A real-valued loss function with an FCN is used to define a job. If the loss function is a sum of the spatial dimensions of the last layer,l(x;θ)=ijl'(xij;θ) its parameter gradient will be a sum over each of its spatial components’ parameter gradients. After evaluating the whole picture, the stochastic gradient descent on l shall be comparable to the stochastic gradient descent on l', while all of the receptive fields of last layer will be treated as a mini-batch.

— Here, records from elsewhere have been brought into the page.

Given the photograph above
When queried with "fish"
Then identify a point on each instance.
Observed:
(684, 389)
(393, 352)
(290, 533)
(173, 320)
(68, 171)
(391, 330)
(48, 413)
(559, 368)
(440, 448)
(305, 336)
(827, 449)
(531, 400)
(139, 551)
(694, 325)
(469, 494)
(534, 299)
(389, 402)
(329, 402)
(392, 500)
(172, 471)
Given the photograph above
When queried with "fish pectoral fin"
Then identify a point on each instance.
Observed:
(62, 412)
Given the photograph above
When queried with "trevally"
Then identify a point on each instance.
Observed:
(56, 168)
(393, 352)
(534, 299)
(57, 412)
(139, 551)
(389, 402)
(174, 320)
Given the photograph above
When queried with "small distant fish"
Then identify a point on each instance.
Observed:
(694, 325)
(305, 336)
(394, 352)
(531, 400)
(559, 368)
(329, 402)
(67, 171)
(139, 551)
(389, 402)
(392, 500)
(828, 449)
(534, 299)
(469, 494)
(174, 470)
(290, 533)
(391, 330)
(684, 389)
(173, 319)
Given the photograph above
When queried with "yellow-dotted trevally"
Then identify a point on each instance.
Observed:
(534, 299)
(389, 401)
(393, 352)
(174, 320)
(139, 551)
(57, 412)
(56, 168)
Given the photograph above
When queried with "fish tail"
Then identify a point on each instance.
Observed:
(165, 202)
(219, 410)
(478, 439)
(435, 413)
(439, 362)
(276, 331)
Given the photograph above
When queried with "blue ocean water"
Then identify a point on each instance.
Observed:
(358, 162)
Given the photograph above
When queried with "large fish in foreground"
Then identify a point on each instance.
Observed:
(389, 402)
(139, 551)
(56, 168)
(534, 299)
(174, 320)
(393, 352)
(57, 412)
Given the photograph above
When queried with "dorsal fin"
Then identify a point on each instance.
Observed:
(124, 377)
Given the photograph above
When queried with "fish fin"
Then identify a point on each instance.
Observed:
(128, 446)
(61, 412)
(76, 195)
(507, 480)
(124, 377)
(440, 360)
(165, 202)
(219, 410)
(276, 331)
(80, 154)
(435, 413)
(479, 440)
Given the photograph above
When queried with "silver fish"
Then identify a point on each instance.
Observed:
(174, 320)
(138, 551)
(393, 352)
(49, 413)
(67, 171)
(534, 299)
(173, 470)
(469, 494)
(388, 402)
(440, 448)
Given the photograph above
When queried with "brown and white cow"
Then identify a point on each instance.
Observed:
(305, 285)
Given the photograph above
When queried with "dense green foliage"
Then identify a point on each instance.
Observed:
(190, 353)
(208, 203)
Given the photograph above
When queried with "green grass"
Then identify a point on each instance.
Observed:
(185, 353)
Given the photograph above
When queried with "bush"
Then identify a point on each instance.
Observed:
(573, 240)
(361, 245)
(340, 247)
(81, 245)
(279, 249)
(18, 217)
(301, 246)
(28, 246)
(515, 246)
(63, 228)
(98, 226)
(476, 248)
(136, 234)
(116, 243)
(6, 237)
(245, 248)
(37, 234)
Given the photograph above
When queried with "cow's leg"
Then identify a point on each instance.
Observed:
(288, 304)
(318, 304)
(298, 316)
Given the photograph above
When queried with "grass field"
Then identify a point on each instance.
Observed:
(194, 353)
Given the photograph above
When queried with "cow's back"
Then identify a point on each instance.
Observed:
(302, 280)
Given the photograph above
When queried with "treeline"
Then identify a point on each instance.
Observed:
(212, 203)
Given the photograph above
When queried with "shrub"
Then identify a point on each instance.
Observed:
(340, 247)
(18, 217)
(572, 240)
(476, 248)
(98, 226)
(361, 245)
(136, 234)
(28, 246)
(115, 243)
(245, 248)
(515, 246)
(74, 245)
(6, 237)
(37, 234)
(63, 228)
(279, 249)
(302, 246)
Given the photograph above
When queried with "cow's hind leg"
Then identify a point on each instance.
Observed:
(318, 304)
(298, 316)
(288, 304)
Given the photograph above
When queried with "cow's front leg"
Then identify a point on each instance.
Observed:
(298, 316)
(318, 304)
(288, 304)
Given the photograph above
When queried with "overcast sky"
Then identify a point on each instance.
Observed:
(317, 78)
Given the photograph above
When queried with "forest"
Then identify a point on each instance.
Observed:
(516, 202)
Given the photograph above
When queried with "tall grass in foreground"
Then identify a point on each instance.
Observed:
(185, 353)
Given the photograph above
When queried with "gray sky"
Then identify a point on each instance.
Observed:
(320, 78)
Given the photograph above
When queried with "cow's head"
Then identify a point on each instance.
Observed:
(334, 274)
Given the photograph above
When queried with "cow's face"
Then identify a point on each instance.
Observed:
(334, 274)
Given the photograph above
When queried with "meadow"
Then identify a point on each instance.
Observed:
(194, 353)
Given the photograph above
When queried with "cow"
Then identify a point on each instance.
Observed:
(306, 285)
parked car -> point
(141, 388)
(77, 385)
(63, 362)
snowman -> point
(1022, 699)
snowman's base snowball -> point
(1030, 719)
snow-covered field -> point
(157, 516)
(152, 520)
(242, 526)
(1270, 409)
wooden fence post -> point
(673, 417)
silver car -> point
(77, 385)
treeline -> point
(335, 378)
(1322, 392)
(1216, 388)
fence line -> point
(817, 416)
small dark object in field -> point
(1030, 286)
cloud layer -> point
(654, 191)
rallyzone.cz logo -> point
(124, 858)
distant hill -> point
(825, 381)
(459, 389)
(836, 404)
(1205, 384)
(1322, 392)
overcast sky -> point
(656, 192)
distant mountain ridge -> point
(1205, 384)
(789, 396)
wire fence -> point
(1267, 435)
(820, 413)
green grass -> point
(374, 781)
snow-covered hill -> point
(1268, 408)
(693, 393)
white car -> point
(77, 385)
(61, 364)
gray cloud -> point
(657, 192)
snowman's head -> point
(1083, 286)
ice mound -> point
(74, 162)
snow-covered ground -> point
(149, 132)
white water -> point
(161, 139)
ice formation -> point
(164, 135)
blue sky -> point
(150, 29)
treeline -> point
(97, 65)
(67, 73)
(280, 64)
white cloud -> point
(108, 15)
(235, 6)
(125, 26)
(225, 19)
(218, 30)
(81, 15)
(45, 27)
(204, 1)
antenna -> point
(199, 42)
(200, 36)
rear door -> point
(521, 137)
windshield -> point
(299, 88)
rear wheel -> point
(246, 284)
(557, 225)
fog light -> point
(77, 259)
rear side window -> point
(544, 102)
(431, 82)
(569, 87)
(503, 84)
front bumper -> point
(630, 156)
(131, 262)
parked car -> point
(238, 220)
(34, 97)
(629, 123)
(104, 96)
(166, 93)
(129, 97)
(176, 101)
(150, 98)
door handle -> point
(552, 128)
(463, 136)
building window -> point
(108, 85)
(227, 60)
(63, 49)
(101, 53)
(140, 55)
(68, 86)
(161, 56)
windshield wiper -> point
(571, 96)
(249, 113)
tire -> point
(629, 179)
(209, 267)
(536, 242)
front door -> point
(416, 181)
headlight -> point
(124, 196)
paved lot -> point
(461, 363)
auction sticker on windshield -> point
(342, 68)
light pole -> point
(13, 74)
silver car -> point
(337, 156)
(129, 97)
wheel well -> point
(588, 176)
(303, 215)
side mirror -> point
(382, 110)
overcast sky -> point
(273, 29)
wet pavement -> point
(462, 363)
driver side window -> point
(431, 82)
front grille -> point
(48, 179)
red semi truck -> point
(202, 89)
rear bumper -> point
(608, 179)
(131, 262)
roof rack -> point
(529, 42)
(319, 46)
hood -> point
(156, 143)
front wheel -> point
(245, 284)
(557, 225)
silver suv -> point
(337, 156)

Upon significant overlap of these receptive fields, the feed-forward computation as well as the back-propagation will have more efficacy when they are evaluated layer-by-layer over the complete image rather than patch-by-patch in an independent manner.

The classification nets are going to be converted into fully-convolutional nets, that will offer coarse output maps. However, these coarse outputs will have to be connected back to the pixels for pixel-wise predictions.

The generic recognition nets, inclusive of LeNet, AlexNet as well as its deeper successors, will supposedly use inputs of fixed sizes to yield outputs that are non-spatial in nature. The layers that are fully interconnected in these nets will have fixed dimensions & will not use geographic coordinates. Nonetheless, these fully interconnected layers may be visualized as convolutions with kernels that embrace their whole input areas (Wang et al., 2016WANG, L., QIAO, Y., TANG, X. and VAN GOOL, L., 2016. Actionness estimation using hybrid fully convolutional networks. InProceedings of the IEEE Conference on Computer Vision and Pattern Recognition, Las Vegas, NV, USA. USA: IEEE, pp. 2708-2717. http://dx.doi.org/10.1109/CVPR.2016.296.
http://dx.doi.org/10.1109/CVPR.2016.296...
). Thus, these nets will get cast into fully-convolutional networks which have the ability to use any-sized inputs to yield output maps that are spatial in nature.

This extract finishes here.